PRÉAMBULE
Le nombre de tiers-lieux recensés en France est en plein essor. Si au début des années 2010, seuls quelques dizaines de tiers-lieux étaient recensés dans certains territoires, le rapport de la Mission Coworking en identifie plus de 1 800 sur le territoire national en 2018 ; depuis, le GIP France Tiers-Lieux en a identifié plus de 2 500 en 2020 et environ 3 500 en 2023. Ce phénomène se traduit également en termes de rayonnement local. Les chiffres relatifs à la fréquentation des tiers-lieux témoignent de la montée en puissance de ce phénomène : en 2020, plus de 2 millions de personnes se sont rendues dans un tiers-lieu pour y réaliser des projets ou travailler.
Le terme de tiers-lieu recouvre pour autant des réalités très distinctes en termes d’activités, d’approches et de contextes locaux. Au-delà de leurs différences, ils se voient actuellement attribués, dans le débat public, trois grandes vertus qui constituent autant de promesses pour le devenir de l’action publique. Les tiers-lieux seraient d’abord des espaces neutres, conviviaux et ludiques, et surtout ouverts, car ils seraient libres d’accès pour l’ensemble des citoyen·nes qui souhaitent faire des rencontres, bénéficier d’activités et contribuer à des projets. Les tiers-lieux seraient ensuite des initiatives qui se définissent de manière évolutive en fonction des usages et des multiples activités proposées par les contributeur·ices bénévoles ou professionnel·les. Les tiers-lieux seraient, enfin, porteurs de nouvelles cultures de solidarité et de coopération sur les territoires via l’ouverture, le partage et la mise en commun de ressources ou d’expertises gratuites utiles pour les acteurs des territoires (citoyen·nes, associations, entreprises, collectivités, etc.). Autrement dit, les tiers-lieux dessineraient les contours d’une ambition : construire l’action publique autour de davantage de proximité, d’engagement citoyen, d’innovations et d’impacts issus des territoires eux-mêmes.

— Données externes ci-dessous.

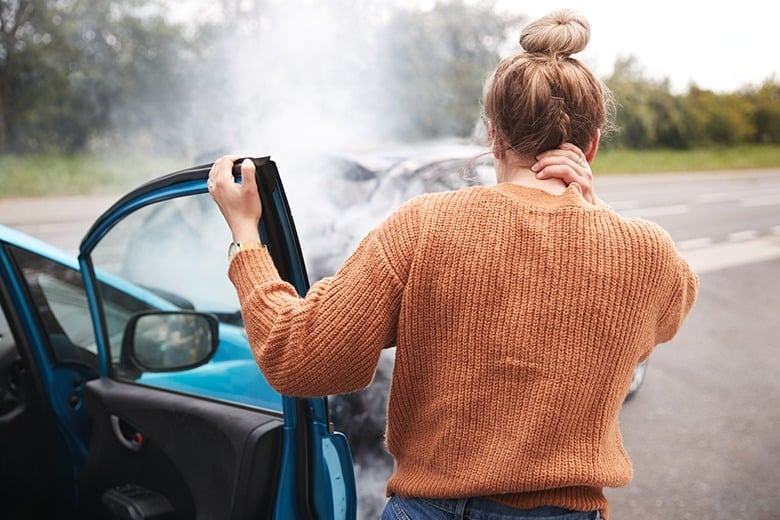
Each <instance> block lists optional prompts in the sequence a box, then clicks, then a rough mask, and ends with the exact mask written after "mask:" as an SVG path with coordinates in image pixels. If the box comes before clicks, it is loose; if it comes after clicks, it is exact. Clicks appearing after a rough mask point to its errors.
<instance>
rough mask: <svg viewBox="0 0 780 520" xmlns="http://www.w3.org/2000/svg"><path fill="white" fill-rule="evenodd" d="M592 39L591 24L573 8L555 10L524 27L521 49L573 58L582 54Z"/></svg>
mask: <svg viewBox="0 0 780 520" xmlns="http://www.w3.org/2000/svg"><path fill="white" fill-rule="evenodd" d="M589 40H590V24H589V23H588V20H586V19H585V17H584V16H583V15H581V14H579V13H577V12H575V11H572V10H570V9H562V10H560V11H553V12H552V13H550V14H548V15H546V16H543V17H542V18H539V19H538V20H535V21H533V22H531V23H529V24H528V25H526V26H525V27H524V28H523V31H522V32H521V33H520V46H521V47H522V48H523V49H524V50H525V51H526V52H534V53H540V54H550V55H553V56H561V55H562V56H566V57H568V56H571V55H572V54H575V53H578V52H580V51H582V50H583V49H584V48H585V47H586V46H587V45H588V41H589Z"/></svg>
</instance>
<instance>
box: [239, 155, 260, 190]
mask: <svg viewBox="0 0 780 520" xmlns="http://www.w3.org/2000/svg"><path fill="white" fill-rule="evenodd" d="M241 185H242V186H243V187H244V188H245V189H251V190H252V193H254V192H255V190H256V189H257V180H256V179H255V163H254V162H252V160H251V159H244V161H243V162H242V163H241Z"/></svg>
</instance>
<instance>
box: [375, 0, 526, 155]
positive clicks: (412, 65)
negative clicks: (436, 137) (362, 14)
mask: <svg viewBox="0 0 780 520" xmlns="http://www.w3.org/2000/svg"><path fill="white" fill-rule="evenodd" d="M519 21H520V19H519V18H517V17H510V16H504V15H501V14H499V13H498V12H497V11H496V9H495V6H494V5H493V4H492V3H482V4H476V5H474V4H466V3H464V2H462V1H455V2H449V3H446V4H445V3H437V4H436V5H435V6H434V7H433V8H432V9H431V10H429V11H424V12H419V11H413V10H409V11H407V10H402V9H399V10H396V11H395V12H394V13H393V16H392V17H391V19H390V20H389V21H388V22H387V24H386V25H384V26H383V27H382V32H381V36H380V39H381V41H382V42H383V45H382V48H381V50H380V54H381V55H382V56H386V57H388V58H389V60H388V61H387V62H386V63H385V64H384V65H385V66H384V67H383V69H382V70H381V71H380V79H381V81H382V84H383V85H384V87H385V94H386V95H385V96H384V98H385V103H386V108H385V110H384V112H385V113H386V114H388V115H389V116H390V117H391V119H390V124H391V126H392V128H393V129H394V132H393V134H392V135H393V137H396V138H398V137H404V138H406V139H409V140H416V139H429V138H435V137H442V136H453V135H454V136H462V137H463V136H468V135H469V134H470V133H471V132H473V131H474V125H475V123H476V122H477V121H478V120H479V115H480V113H479V110H480V107H479V103H480V98H481V95H482V88H483V83H484V80H485V78H486V77H487V75H488V74H489V73H490V71H491V70H492V69H493V68H495V66H496V65H497V64H498V61H499V60H500V58H501V53H500V51H501V47H502V46H503V45H504V44H505V42H506V38H507V33H508V31H509V29H510V28H515V29H517V27H518V26H519ZM393 116H395V117H393Z"/></svg>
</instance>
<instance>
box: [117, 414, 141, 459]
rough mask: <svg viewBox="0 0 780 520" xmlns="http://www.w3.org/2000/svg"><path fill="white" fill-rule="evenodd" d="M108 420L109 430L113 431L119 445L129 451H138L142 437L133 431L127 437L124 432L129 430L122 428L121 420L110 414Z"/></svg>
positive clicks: (140, 443)
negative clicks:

Le programme Nouveaux Lieux, Nouveaux Liens (NLNL) de l’Agence nationale de la cohésion des territoires (ANCT), qui vise à favoriser le développement et le déploiement des tiers-lieux en France, leur professionnalisation, leur mise en réseau, et leur coopération dans les quartiers de la politique de la ville (QPV) et les territoires périurbains et ruraux, a publié, en 2019, un Appel à manifestation d’intérêt (AMI) intitulé « Fabriques de territoire« . Ce dispositif a visé à soutenir 300 tiers-lieux en France, via trois principaux leviers d’action : un label du même nom, un financement variant de 50 000 € à 150 000 € sur trois ans, et un accompagnement opérationnel par l’association nationale France-Tiers-Lieux. Premier appel à projet national de cette ampleur dédié au développement des tiers-lieux en France, l’AMI « Fabrique de territoire » : préfigure donc, à bien des égards, la construction d’une politique publique de soutien au développement des tiers-lieux.
La présente évaluation, réalisée par l’Agence Phare entre septembre 2020 et décembre 2022 à partir d’une méthodologie qualitative et participative, porte sur les effets de l’AMI sur les Fabriques de territoire. Plusieurs questions guident ce travail : dans quelle mesure l’État parvient-il à soutenir la diversité des initiatives de l’écosystème des tiers-lieux et quels sont les effets de ce soutien sur leur développement ? À quelles conditions les tiers-lieux soutenus par l’État peuvent-ils avoir des impacts sur les territoires ? Dans quelle mesure les relations entre les tiers-lieux et l’action publique en sont elles renforcées ? Le contenu et les conclusions de ce travail visent à nourrir le débat public sur l’utilité des tiers-lieux en France, et sur les leviers que l’Etat peut mobiliser pour soutenir leur déploiement et la montée en charge de leurs activités dans les territoires.